NEW YORK—Director Bohdan Slama is fascinated with families; he has made five feature films, and every one of them deals with family relations at their core.

“It is my life theme,” said Slama, whose latest film “Ice Mother” is playing at the Tribeca Film Festival. “It’s the foundation of human relationships; a good family gives people a sense for good relations with other people, which seems to me to be the most important.”

The impetus for “Ice Mother” was the thought of the many “infantile adults” in today’s world, children who never seem to grow up and take responsibility for themselves. Slama finds it to be a dangerous phenomenon. For Slama, “mothers keep the world together,” and the thought of mothers suffering their infantile adult children seemed disastrous. It sent him searching: What kind of relationships would be needed to help such a mother find freedom?

"Ice Mother." (Negativ Film Productions)
"Ice Mother." (Negativ Film Productions)

It took two years to piece together his main character, Hana, the “good soul” of her family.
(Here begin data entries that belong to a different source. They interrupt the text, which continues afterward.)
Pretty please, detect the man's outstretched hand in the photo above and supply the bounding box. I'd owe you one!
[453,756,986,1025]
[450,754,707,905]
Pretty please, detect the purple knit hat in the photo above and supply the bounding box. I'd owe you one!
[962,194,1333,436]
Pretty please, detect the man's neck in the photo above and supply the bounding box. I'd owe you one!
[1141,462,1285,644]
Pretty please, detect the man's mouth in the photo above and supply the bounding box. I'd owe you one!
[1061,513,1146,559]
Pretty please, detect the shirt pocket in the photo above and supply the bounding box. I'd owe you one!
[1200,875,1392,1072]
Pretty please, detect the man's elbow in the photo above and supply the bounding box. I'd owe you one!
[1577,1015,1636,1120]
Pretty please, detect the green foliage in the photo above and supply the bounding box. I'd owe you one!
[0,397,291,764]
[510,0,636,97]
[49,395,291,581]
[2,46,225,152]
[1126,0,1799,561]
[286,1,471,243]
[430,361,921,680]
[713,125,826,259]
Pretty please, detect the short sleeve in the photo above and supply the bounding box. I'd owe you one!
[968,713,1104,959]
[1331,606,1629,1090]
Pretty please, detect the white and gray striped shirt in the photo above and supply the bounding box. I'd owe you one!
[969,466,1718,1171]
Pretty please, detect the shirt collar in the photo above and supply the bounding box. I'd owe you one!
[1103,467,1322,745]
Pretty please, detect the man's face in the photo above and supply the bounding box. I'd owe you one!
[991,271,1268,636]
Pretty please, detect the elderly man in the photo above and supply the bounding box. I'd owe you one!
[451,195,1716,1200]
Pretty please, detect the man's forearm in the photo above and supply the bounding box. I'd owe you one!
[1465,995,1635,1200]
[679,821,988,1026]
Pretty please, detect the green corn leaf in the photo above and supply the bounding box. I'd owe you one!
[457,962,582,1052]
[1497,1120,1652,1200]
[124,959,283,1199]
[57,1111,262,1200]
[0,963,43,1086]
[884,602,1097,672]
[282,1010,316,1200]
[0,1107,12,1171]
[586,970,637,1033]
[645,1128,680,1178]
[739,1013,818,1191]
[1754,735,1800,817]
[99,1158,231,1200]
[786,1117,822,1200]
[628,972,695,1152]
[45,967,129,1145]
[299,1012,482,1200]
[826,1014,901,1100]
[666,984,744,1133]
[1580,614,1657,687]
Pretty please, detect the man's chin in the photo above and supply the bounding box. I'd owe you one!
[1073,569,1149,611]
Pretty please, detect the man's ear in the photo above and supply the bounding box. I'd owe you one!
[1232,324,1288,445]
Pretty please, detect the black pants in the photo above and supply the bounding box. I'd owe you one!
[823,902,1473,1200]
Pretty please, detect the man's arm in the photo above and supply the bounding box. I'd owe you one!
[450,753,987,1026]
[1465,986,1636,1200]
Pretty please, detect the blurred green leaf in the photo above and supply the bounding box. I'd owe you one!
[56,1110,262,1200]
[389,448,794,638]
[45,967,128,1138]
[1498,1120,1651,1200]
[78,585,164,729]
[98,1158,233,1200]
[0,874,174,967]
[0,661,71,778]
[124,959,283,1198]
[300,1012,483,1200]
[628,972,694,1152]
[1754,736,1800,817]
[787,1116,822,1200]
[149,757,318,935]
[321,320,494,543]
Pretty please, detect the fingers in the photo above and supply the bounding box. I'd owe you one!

At 67-years-old, she is a widow who still has to take care of her two sons—both fully grown adults whose weekly dinner visits highlight their selfishness more than any sense of caring for their mother or each other. Hana lets herself be taken advantage of, is timid and subservient, and cut off from the world as such. Until she stumbles across a man who seems to be drowning in freezing waters one winter. 

Hana (played by Zuzana Kronerova) and her 8-year-old grandson Ivanek (Daniel Vízek) help the man, Brona (Pavel Novy), out of the water, and are introduced to the strange world of ice swimming.  

A community of people—poor, rich, old, young, it doesn’t matter once you’re in the water—meet up regularly to swim in the freezing river and hold regular competitions. Even among competitors there is support. It’s an entirely different world. 

Slama tried ice swimming himself. “It’s really great,” he said. “I am not like these guys in the movie who are used to swimming one kilometer in this cold water. I stayed like three minutes and that’s all.”

“It’s funny, because coming out the cold water you feel so hot,” Slama explained. In the freezing waters, your sense of feeling retreats as your blood and body heat converge to protect your heart and organs in the center of your body. Even experienced swimmers feel fear every time, and there’s always a chance you can pass out in the cold.

But as you come out of the water, “it’s like a baby coming out to the world and first looking,” Slama said. “It leaves you feeling unbelievably good, because blood is returning back, and it brings endorphins.”

It brings to mind ancient rituals of bathing in or dousing yourself with cold water as a sign of life and rejuvenation. The Japanese have misogi, standing under a cold stream of water to expel evil and negative influences; there is a Slavic ritual of cutting into a frozen river and standing there to call for spring; there is an old Orthodox Christian ritual of plunging into cold water blessed by priests for cleansing, to name just a few. 

Hana, led by the hand by Brona, dips her toes into the world until she starts to open up. Ivanek too finds a community and good examples of relationships he hadn’t known with his dysfunctional family. 

But ultimately, the community isn’t the most important thing Hana finds. After plunging into the icy waters, she, too, comes out the other side with a renewed sense of feeling.